Why, when boys perpetrate 80 percent of serious violence in the United States, is this the story that captivates us and helps define a generation of girls?

The school principal suggests this is just kids with “old scores to settle.” That doesn’t tell us enough, and worse, fudges the real issues.

This was girls fighting over boyfriends and popularity. The seniors used words like “bitches,” “wimps” and “sluts” to shame the juniors into staying on the field. In what many think of as post-feminist America, it’s not popular to raise issues of power and subordination, but the fact that girls are fighting other girls in front of videotaping and beer-drinking boys is significant. That girls used sexist and misogynistic language to control other girls during and after the event, and that their fights were primarily for boys’ attention and favor, is a symptom of deeper cultural problems.

Girl-fighting gets acted out horizontally on other girls because this is the safest and easiest outlet for girls’ outrage and frustration. Girls are essentially accessing and mimicking the male violence they sometimes know all too well. And they are choosing victims that are societally approved – other girls.

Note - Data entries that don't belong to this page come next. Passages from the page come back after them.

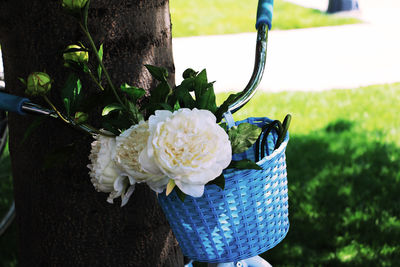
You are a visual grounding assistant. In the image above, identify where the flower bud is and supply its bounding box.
[63,45,89,67]
[62,0,88,16]
[25,72,52,96]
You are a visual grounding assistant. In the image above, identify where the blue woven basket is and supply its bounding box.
[158,118,289,263]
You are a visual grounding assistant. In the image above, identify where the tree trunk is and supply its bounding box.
[0,0,183,267]
[327,0,358,13]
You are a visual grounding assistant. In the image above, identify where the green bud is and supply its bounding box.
[74,111,89,124]
[62,0,88,17]
[25,72,53,96]
[63,45,89,67]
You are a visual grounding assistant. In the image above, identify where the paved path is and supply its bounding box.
[173,0,400,92]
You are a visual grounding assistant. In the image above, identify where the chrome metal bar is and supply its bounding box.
[22,102,106,135]
[228,24,268,114]
[0,202,15,236]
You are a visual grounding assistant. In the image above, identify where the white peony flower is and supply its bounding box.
[139,108,232,197]
[115,121,169,193]
[88,135,135,206]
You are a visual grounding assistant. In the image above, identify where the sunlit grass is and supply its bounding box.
[170,0,360,37]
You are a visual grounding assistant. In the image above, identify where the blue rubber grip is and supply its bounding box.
[0,92,29,115]
[256,0,274,30]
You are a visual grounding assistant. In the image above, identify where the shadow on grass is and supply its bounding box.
[0,120,400,266]
[263,120,400,266]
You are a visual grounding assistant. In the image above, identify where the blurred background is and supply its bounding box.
[0,0,400,266]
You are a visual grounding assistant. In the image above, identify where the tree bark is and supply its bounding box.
[0,0,183,267]
[326,0,358,13]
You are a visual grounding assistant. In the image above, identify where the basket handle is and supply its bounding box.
[0,92,29,115]
[228,0,274,113]
[256,0,274,30]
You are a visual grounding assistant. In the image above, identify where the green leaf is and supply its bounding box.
[121,83,146,102]
[206,174,225,190]
[101,103,124,116]
[74,111,89,124]
[227,159,262,170]
[97,44,103,83]
[215,93,241,123]
[61,73,82,117]
[149,81,171,103]
[144,65,168,82]
[196,87,217,114]
[228,123,261,154]
[194,69,209,99]
[175,86,196,109]
[82,0,90,29]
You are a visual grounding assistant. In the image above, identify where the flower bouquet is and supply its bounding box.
[4,0,290,262]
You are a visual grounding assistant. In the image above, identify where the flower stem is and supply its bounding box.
[43,95,71,124]
[43,95,115,137]
[79,23,128,110]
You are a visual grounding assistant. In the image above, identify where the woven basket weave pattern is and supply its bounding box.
[159,118,289,262]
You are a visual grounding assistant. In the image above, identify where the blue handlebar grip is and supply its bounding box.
[256,0,274,30]
[0,92,29,115]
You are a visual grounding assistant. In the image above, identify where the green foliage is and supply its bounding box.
[228,123,261,154]
[97,44,103,82]
[170,0,360,37]
[61,73,82,116]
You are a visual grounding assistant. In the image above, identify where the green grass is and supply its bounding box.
[0,83,400,266]
[170,0,360,37]
[212,83,400,266]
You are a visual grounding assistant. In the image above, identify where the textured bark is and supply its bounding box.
[0,0,183,267]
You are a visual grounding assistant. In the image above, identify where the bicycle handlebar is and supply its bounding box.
[0,92,30,115]
[256,0,274,30]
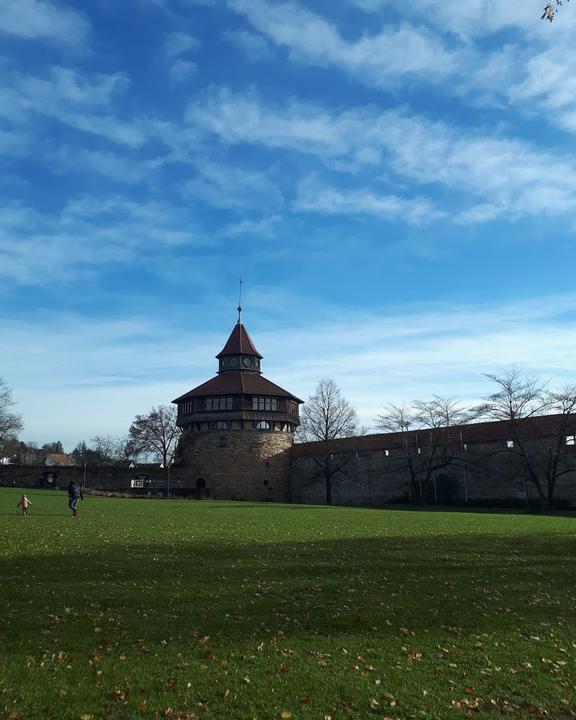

Girls’ violence also serves one additional purpose: It’s not uncommon for the targets of that violence to be those members of their own group that challenge or perfect the rigid norms of girlhood. Why, for example, wouldn’t the girl-fighters go after those “girly girls” that the media continuously tells them are weak, vapid and stupid? (Think the evil cheerleaders in popular girl movies such as Bring It On or Lizzie McGuire.)

Girls who take out other girls for being “dykes,” “hos” and “bitches” can prove they are different, worth taking seriously, forces to contend with. No wimps, wusses or victims here. But this posturing is short-lived protection at best, because selling out other girls this way only continues a climate of misogyny, and any wrong move can quickly turn the perpetrator into a victim.

The problem is not girls; the problem is a culture that denigrates and demoralizes women and turns them into commodities, then gets a kick out of watching the divide-and-conquer consequences.

There’s an old saying: “Men kill their weak, women kill their strong.” If we would give girls legitimate avenues to power and value their minds as much as their bodies, they’d be less likely to go down those nasty, underhanded or openly hostile roads, and less likely to take their legitimate rage out on other girls. Let’s face it: “Meanness” and other covert aggressions are, in the final analysis, weapons of the weak, and this sort of horizontal violence ultimately ratifies boy power, not girl power.

When we join with girls to create real pathways to power and possibility, we’ll have a lot less to videotape, and a lot more to be proud of both in ourselves and in our daughters.

Brown, associate professor of education at Colby College in Maine, is author of the forthcoming
Girlfighting: Betrayal and Rejection Among Girls. Chesney-Lind, professor of Women’s Studies at the University of Hawaii at Manoa, is co-author of “Girls, Delinquency and Juvenile Justice.”